Grydeland, Ivar / Henry Kaiser - In The Arctic Dreamtime

SKU 05-RCD 2211CD
"While time glides beneath Grydeland's fingers like a glacier dreaming of colder ages, Kaiser's guitar howls a song that cuts through bone and marrow. In the sun, the ice sparkles like a crystal palace, the danger of death disappears behind a fragile, plinking ringing sound that even begins to dance. Delicate on lace, not in clumsy boots. Followed by decelerated psychedelics in the jarring and flickering flow of iridescent freak waves, overwhelmed by the northern lights, whimpered darkly. Monotonous pulse is cut in opposite directions, crystalline barbs sprout, and in general Rypdalen and Hendrixen the two arctic sounds like two Scotsmen, which flocculate snow in 421 facets before finally whistling and whistling through the top of the skull. Dreamtime is the right word, and why take drugs when - Dali showed it - you can be one."-BA 105 review

“These two guitarists first met in an Oslo studio in January 2019. Having admired each other's work for some time, they decided right there and then to record a guitar duet collaboration specifically to create a soundtrack for a classic Norwegian silent film. They spent 30 minutes setting up to record and Kaiser suggested a short test recording to one of the less likely candidates, Roald Amundsen's 1925 documentary Ellsworths flyveekspedition 1925. One hour and fifty-six minutes later, they set down their guitars and shook their heads in wonder. They had played for the entire length of the film without breaks, in the process creating a complete score for the film.

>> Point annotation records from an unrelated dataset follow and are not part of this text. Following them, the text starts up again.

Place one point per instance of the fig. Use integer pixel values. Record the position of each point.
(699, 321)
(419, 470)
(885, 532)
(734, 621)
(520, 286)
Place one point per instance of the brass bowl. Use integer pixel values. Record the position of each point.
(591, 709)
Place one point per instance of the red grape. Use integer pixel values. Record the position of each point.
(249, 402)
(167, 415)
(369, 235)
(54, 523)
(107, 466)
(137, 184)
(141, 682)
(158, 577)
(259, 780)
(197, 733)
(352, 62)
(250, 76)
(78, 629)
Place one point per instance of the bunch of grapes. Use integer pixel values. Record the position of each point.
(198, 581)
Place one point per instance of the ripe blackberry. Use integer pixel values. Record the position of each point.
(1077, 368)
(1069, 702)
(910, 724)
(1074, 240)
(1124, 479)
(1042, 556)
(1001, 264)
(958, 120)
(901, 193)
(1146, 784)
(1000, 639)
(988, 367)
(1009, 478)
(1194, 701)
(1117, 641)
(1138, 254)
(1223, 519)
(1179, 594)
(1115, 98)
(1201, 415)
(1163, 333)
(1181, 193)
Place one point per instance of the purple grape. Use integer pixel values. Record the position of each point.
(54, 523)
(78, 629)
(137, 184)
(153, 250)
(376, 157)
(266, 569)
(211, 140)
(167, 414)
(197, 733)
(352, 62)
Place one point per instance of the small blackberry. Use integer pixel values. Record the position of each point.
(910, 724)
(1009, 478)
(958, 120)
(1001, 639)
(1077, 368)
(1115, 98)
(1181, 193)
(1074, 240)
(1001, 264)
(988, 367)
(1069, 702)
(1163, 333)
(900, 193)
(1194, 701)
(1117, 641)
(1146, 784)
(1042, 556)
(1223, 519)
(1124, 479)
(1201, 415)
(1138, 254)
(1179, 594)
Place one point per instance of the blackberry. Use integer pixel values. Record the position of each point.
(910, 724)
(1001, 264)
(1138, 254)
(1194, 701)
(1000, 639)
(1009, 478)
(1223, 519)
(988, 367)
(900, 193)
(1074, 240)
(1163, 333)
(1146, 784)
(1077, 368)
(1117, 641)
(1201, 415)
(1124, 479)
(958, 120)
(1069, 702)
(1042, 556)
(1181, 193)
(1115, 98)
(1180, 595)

The Norwegian explorer was a key figure of the Heroic Age of Antarctic Exploration. In 1911, he led the first expedition to the South Pole, and is proven to have been the first to reach the North Pole in 1926.
Across the Arctic, traditions of shamanism endure among the Inuit. A vision of the Arctic outside of mundane history, yet common in human polar experience, exists in "time out of time" or "everywhen", during which the land is inhabited by figures of heroic proportions. Amundsen and his colleagues were just such figures.
Grydeland and Kaiser seemed to have entered into a kind of Arctic Dreamtime as they conjured this film soundtrack into existence; playing in real time with the film. Their guitar improvisations explore historic events, and invoke those heroic figures of the far north, illuminating both Norwegian history, and shamanic time outside of history, through music.”